Gastrointestinal: Nausea, vomiting, and epigastric discomfort.
Hematologic: Leukopenia, pancytopenia

DRUG INTERACTIONS

1. CNS Depressants

The sedative effects of SOMA and other CNS depressants (e.g., alcohol, benzodiazepines, opioids, tricyclic antidepressants) may be additive. Therefore, caution should be exercised with patients who take more than one of these CNS depressants simultaneously. Concomitant use of SOMA and meprobamate, a metabolite of SOMA, is not recommended.
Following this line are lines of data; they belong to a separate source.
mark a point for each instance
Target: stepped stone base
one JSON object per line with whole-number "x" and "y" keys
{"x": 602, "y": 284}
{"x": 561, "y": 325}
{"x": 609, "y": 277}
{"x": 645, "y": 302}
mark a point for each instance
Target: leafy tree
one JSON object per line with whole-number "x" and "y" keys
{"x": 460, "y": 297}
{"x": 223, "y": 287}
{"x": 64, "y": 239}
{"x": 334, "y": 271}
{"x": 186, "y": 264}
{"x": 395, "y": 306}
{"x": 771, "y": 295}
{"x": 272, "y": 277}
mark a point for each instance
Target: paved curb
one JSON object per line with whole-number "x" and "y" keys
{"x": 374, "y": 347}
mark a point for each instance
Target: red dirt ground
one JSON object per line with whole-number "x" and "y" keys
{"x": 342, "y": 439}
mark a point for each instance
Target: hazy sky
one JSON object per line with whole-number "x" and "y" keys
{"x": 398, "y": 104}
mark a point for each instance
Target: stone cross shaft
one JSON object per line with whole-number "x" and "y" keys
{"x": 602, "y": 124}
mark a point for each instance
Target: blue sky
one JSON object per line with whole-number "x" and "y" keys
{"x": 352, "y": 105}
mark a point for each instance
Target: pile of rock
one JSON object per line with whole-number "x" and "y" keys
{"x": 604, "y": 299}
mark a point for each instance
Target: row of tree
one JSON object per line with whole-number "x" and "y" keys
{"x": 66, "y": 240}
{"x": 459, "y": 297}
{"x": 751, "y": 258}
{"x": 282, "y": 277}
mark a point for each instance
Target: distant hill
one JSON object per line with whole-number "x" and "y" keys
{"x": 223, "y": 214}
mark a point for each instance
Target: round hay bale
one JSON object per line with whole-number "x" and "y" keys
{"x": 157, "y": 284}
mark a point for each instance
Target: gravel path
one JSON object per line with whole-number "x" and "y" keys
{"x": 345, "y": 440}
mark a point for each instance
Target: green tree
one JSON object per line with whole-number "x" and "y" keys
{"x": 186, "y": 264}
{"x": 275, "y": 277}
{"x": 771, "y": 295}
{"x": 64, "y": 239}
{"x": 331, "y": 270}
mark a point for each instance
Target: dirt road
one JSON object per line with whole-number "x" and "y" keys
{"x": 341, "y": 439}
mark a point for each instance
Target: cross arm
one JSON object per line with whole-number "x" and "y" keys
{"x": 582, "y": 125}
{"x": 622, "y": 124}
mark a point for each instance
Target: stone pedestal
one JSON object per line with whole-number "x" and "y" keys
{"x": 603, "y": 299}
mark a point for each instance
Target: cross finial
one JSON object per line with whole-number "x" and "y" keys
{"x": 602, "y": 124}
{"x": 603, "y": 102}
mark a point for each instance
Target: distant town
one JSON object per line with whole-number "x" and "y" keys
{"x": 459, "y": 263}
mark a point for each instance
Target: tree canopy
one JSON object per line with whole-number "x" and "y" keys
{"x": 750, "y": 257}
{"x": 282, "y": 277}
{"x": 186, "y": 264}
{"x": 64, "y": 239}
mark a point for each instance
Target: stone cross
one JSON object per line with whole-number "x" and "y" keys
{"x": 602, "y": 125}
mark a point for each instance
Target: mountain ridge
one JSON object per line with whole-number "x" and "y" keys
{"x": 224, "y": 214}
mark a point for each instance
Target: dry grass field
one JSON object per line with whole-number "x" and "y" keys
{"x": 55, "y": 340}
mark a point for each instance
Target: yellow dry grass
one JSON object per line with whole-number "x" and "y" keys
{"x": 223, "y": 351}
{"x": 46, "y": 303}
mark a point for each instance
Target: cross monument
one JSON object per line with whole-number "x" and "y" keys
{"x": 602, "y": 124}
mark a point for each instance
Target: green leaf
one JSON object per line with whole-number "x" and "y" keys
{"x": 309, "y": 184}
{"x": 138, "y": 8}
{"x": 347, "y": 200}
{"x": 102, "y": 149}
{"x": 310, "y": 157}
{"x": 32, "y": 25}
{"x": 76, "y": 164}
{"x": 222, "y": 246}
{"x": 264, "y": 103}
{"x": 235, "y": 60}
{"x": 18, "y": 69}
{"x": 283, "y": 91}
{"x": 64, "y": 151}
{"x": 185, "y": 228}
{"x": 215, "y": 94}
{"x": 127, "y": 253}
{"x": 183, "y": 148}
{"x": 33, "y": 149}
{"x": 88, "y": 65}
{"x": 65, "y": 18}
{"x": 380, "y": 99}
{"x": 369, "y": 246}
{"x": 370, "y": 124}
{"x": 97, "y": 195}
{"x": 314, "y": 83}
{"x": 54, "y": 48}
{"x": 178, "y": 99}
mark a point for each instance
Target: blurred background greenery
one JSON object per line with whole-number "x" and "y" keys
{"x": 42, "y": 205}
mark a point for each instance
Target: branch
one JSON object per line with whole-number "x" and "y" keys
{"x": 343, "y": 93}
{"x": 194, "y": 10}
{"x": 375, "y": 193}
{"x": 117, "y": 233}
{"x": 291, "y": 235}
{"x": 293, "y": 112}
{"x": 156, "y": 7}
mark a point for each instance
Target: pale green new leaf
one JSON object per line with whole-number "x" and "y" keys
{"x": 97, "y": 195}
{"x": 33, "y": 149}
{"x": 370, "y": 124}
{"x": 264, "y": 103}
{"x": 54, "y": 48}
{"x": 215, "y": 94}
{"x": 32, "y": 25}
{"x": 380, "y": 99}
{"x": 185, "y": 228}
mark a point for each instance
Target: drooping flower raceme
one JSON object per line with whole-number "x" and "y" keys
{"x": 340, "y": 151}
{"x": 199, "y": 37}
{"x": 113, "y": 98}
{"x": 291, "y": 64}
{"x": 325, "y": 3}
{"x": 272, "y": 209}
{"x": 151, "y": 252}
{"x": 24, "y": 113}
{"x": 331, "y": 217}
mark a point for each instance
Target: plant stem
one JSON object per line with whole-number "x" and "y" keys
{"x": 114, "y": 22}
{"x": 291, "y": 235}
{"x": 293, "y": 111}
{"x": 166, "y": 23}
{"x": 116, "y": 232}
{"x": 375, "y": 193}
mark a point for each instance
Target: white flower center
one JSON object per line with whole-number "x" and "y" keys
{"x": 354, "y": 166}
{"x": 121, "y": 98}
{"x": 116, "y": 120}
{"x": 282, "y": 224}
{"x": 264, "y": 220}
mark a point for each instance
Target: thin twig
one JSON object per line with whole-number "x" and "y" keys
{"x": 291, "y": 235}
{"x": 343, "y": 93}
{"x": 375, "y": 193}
2. CYP2C19 Inhibitors and Inducers

Carisoprodol is metabolized in the liver by CYP2C19 to form meprobamate. Co-administration of CYP2C19 inhibitors, such as omeprazole or fluvoxamine, with SOMA could result in increased exposure of carisoprodol and decreased exposure of meprobamate. Co-administration of CYP2C19 inducers, such as rifampin or St. John’s Wort, with SOMA could result in decreased exposure of carisoprodol and increased exposure of meprobamate. Low dose aspirin also showed an induction effect on CYP2C19. The full pharmacological impact of these potential alterations of exposures in terms of either efficacy or safety of SOMA is unknown.

USE IN SPECIFIC POPULATIONS

1. Pregnancy

Pregnancy Category C. There are no data on the use of SOMA during human pregnancy. Animal studies indicate that carisoprodol crosses the placenta and results in adverse effects on fetal growth and postnatal survival. The primary metabolite of carisoprodol, meprobamate, is an approved anxiolytic. Retrospective, post-marketing studies do not show a consistent association between maternal use of meprobamate and an increased risk for particular congenital malformations.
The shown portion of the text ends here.